Through that federal funding source, along with American Rescue Plan Act of 2021 funds, students receive digital- and print-edition textbooks. The ARP Act, also called the COVID-19 Stimulus Package, is a $1.9 trillion economic stimulus passed by the 117th U.S. Congress and signed on March 11, 2021.

“We believe this opportunity provides students with a great advantage,” TAMIU President Pablo Arenaz said in a press release on Aug. 25. “Book costs are historically a burden for students. This pilot program offers parents and students substantial savings while providing  the accessibility students need and in most cases, prefer. The savings students will realize can be redirected to other needs or resources.”

Textbooks are IncludED this semester
David Gomez Jr. | Bridge Photo Illustration
With the addition of Textbook IncludED this semester, students can get free ebooks of all required course textbooks to save money as well as bookshelf space.
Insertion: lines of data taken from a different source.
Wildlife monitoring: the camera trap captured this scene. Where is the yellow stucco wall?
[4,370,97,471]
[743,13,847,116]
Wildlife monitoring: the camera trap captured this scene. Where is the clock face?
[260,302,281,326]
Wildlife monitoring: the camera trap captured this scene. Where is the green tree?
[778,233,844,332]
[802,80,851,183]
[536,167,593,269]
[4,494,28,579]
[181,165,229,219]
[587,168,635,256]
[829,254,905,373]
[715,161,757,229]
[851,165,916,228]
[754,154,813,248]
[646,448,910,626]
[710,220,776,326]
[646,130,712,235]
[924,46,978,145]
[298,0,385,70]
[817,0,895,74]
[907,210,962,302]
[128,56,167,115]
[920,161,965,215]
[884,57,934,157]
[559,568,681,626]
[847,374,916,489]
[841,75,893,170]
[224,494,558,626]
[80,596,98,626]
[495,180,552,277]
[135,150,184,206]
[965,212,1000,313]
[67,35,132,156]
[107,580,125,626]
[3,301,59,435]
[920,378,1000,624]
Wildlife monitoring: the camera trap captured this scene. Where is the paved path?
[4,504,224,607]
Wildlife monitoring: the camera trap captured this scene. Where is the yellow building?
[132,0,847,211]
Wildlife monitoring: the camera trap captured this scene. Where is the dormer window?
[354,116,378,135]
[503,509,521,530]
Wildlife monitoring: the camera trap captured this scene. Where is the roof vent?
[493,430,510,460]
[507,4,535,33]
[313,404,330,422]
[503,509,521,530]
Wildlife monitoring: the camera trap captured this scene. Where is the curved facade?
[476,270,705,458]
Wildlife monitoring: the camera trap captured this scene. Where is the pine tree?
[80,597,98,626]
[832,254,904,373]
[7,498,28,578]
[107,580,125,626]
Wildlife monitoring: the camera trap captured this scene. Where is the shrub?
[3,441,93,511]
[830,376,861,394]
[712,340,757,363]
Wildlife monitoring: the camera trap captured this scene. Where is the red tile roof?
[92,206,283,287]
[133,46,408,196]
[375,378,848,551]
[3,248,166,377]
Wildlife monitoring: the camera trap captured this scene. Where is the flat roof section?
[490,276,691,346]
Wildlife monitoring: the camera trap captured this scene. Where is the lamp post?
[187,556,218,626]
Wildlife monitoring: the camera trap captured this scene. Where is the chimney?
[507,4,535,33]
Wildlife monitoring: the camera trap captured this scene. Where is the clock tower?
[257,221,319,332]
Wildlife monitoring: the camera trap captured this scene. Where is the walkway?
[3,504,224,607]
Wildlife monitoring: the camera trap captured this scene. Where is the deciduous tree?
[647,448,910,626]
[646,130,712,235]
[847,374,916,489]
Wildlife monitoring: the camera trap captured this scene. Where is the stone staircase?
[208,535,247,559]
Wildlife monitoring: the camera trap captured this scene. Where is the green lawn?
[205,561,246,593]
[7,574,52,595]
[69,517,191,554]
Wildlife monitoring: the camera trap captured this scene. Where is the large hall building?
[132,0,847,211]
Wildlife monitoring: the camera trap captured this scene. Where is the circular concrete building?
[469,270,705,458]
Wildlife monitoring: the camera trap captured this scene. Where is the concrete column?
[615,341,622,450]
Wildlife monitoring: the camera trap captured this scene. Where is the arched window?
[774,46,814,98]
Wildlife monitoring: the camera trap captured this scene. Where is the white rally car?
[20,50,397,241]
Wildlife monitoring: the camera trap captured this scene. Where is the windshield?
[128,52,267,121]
The TAMIU Books IncludED website shows a step-by-step process of how simple it is to attain student’s e-books or course materials.

It starts with selecting which term a student will attend, the campus bookstore will gather all the digital information and set aside physical course material, accept the digital course materials by a set date, gathering of school supplies using financial aid with a student ID, and that is all.

“I feel it’s really convenient to have our textbooks given to us,” sophomore English major Jocelin Tobias said. “Finally stepping out of [Hector J. Garcia] Early College, it’s so refreshing to have one less thing to worry about.”

TAMIU alumna Clarissa L. Hernandez wished she had a fraction of her books paid for her when she was in the nursing program back in 2012.

“If my books were paid for back when I was there, it would’ve been a relief,” Hernandez said. “My dad had to pay out of pocket for me because I didn’t qualify for financial aid, and eventually, I paid him back. Just finished right before COVID came along and with a pair of tickets to the Rolling Stones.”